Transformer architectures offer significant advantages regarding the generation of symbolic music; their capabilities for incorporating user preferences toward what they generate is being studied under many aspects. This paper studies the inclusion of predefined chord constraints in melodic harmonization, i.e., where a desired chord at a specific location is provided along with the melody as inputs and the autoregressive transformer model needs to incorporate the chord in the harmonization that it generates. The peculiarities of involving such constraints is discussed and an algorithm is proposed for tackling this task. This algorithm is called B* and it combines aspects of beam search and A* along with backtracking to force pretrained transformers to satisfy the chord constraints, at the correct onset position within the correct bar. The algorithm is brute-force and has exponential complexity in the worst case; however, this paper is a first attempt to highlight the difficulties of the problem and proposes an algorithm that offers many possibilities for improvements since it accommodates the involvement of heuristics.

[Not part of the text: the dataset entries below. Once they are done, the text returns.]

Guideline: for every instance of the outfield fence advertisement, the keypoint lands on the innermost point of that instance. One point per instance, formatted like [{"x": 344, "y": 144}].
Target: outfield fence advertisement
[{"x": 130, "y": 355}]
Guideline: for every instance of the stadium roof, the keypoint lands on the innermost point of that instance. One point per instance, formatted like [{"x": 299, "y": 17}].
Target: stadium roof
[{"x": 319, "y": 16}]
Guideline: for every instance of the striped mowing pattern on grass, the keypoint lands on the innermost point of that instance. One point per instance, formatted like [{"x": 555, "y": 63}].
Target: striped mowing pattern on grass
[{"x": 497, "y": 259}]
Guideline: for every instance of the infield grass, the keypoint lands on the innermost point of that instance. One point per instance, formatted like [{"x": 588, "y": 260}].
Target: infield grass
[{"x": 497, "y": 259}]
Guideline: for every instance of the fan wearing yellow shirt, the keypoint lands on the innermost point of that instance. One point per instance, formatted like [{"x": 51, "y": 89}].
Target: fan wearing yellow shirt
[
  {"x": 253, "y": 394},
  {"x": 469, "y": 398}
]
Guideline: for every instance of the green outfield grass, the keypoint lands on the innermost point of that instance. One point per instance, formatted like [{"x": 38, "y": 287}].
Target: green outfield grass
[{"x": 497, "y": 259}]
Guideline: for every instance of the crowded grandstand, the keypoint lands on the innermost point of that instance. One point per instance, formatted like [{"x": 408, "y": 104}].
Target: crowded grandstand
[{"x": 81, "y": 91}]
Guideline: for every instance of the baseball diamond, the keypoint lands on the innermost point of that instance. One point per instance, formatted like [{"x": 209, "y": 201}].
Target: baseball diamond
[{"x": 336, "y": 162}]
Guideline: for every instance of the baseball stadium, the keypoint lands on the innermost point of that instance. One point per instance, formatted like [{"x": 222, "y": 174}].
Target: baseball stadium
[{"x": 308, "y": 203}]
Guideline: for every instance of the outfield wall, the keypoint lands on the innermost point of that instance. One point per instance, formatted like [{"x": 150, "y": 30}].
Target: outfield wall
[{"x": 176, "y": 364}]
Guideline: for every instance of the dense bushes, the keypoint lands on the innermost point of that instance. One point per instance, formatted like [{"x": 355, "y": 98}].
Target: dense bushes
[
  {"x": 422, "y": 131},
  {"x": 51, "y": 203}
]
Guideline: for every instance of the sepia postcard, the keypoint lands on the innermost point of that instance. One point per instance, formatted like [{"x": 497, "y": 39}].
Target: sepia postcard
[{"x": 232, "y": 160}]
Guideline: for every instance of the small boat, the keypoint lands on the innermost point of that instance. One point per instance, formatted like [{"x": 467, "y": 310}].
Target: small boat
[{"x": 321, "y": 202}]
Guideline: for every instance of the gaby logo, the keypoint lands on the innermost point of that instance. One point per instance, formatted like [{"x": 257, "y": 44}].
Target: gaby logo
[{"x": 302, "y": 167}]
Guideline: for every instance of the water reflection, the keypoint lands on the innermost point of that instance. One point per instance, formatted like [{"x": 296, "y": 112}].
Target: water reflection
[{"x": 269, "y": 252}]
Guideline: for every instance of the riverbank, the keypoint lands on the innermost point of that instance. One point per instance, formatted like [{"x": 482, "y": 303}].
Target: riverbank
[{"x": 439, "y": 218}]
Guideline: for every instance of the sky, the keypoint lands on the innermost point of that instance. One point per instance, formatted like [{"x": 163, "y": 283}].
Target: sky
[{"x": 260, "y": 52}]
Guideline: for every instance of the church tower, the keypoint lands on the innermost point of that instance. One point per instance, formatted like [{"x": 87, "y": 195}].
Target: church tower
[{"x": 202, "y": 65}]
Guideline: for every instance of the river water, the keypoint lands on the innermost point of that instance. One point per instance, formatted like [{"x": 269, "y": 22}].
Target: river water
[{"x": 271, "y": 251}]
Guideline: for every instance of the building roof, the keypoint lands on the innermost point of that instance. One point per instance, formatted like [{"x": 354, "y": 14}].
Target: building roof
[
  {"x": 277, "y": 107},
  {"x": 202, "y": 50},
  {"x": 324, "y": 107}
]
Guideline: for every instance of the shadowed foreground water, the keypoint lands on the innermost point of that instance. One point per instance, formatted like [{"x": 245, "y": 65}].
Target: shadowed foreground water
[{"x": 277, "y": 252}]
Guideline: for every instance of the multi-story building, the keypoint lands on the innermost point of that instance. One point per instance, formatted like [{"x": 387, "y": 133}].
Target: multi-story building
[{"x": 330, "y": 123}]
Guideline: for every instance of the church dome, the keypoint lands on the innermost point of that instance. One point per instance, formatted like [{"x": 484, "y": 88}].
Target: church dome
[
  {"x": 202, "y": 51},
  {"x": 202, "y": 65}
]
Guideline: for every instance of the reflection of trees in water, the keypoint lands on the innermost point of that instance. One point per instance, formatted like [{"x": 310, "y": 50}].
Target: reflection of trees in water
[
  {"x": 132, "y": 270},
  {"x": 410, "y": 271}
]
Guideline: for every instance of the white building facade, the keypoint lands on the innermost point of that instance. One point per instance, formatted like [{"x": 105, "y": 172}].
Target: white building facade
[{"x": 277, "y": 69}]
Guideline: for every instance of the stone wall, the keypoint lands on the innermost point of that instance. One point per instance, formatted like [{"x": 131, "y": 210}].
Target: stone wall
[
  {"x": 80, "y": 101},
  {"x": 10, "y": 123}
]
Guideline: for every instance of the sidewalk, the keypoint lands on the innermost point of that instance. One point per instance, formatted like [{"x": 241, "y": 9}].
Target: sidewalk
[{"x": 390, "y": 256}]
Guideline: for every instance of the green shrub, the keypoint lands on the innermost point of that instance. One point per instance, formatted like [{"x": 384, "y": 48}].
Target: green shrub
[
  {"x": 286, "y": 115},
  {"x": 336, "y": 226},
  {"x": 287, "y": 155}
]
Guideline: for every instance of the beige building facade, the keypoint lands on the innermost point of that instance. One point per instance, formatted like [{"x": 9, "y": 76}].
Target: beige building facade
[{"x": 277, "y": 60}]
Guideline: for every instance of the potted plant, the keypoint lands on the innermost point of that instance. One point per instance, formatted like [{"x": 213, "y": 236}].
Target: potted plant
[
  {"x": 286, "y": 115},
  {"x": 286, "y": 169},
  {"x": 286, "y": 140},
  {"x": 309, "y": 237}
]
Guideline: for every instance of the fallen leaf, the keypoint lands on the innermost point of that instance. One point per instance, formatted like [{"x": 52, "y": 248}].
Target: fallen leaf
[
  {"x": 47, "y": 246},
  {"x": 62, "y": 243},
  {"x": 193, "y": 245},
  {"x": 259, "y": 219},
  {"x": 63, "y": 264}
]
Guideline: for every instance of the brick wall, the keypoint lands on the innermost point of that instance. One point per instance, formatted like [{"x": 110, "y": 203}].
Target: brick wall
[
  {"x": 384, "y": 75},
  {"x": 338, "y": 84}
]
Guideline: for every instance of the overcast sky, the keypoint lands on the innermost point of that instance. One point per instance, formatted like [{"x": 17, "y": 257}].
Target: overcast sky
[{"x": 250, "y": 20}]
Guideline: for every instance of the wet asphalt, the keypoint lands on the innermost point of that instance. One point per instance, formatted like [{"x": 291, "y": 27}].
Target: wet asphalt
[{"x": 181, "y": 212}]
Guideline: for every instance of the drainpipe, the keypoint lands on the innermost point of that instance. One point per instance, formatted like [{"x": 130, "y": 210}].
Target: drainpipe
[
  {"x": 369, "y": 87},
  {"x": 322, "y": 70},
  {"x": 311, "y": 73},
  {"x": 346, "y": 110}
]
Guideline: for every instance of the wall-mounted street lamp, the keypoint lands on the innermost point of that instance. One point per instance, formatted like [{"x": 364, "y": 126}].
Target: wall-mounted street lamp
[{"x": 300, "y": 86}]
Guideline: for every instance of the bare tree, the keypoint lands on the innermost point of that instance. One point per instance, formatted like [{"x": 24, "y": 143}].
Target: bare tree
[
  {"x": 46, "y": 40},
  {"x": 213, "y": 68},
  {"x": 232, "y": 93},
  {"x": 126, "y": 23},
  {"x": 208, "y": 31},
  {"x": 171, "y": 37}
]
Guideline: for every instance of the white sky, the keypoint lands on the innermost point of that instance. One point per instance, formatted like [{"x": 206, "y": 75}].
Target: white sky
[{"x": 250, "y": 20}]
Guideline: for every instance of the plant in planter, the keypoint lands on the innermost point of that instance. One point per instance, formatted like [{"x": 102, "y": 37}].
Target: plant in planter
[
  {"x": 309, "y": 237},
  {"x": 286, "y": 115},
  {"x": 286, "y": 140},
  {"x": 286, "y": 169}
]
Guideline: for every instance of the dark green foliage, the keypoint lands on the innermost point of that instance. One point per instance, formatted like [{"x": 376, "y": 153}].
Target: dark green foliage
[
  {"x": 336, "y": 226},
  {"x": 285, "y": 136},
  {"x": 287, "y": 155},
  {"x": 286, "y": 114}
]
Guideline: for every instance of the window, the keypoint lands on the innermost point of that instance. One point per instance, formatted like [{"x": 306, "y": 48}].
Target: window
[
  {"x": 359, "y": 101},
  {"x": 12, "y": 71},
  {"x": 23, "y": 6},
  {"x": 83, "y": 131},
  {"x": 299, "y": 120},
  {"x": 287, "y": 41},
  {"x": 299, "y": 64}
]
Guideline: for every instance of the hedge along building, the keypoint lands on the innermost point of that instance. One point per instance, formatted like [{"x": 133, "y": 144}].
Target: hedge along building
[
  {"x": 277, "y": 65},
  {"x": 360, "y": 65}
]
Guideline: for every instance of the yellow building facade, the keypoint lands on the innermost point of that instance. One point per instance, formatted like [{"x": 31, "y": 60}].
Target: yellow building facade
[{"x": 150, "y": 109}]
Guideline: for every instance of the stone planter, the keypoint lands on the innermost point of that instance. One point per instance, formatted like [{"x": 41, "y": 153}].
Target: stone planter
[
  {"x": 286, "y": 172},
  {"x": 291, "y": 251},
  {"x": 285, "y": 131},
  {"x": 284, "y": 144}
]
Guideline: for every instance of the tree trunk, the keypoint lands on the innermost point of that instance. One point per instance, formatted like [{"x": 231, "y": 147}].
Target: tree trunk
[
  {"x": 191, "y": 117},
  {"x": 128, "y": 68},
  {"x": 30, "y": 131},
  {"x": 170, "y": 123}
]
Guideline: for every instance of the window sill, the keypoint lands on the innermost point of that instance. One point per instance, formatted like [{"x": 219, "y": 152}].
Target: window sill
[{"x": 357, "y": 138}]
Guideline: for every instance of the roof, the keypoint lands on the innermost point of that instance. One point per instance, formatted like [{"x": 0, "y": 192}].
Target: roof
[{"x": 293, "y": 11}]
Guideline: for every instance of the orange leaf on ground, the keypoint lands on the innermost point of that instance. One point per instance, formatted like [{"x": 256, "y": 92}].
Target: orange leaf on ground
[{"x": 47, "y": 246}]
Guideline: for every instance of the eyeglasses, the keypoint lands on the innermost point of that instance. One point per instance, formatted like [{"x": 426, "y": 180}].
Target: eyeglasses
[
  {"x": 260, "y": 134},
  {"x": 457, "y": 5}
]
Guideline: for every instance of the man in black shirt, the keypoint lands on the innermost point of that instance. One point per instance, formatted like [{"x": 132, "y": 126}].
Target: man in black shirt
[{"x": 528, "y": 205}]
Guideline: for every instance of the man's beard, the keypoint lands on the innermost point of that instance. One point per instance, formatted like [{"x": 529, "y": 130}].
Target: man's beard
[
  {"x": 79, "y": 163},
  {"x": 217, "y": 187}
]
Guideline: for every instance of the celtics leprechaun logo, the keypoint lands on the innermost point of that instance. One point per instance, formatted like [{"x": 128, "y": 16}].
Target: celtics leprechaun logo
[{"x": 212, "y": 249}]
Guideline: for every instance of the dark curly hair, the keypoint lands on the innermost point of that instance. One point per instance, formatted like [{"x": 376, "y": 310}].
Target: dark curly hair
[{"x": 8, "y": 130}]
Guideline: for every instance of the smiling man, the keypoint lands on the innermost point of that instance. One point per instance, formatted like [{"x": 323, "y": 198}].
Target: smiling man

Proceedings of the 6th Conference on AI Music Creativity (AIMC 2025), Brussels, Belgium, September 10th-12th
FOS: Computer and information sciences, Sound (cs.SD), Sound, Artificial Intelligence (cs.AI), Artificial Intelligence, Symbolic Computation, Symbolic Computation (cs.SC)
FOS: Computer and information sciences, Sound (cs.SD), Sound, Artificial Intelligence (cs.AI), Artificial Intelligence, Symbolic Computation, Symbolic Computation (cs.SC)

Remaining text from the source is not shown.